Yesterday I roasted red peppers and fried up some mushrooms and onions. I marinated those in oil & balsamic vinegar plus chopped parsley and crushed hot peppers, and then I started a sponge for my bread that I made today. No rye flour, but it was an overnight fermented buttermilk sponge so it was pretty good and smells great (a sponge is in it's simplest form water yeast and flour, which is nicer for yeast to take off in, and it's more convenient for aging overnight as it doesn't run the risk of rising so much that the yeast pushes all the food away from it).

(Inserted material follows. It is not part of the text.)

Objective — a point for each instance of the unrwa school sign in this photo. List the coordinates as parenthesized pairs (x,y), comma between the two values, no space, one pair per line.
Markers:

On the bread went a small amount of mayo & mustard, sliced cheddar, shaved ham, and then both open-faced sandwiches were topped with the marinated veg.
It was pretty tasty! Peppers and onions were boss. Best sandwich: probably not.
Thoughts for next time: crush some mustard seed, add to the marinate, scrap the mustard on the bread. Also, the mushroom flavour was mostly lost beneath the balsamic vinegar, though the texture was nice.
Would it benefit from being on rye? Maybe. Probably.
Would there be a better cheese than cheddar? Swiss goes well with ham, but I think the gentle flavour of swiss would get lost beneath the balsamic.
Closed face? Definitely not. Those marinated veg look too good mounded up on top to hide them. I think the proportions of everything were right on where they should be.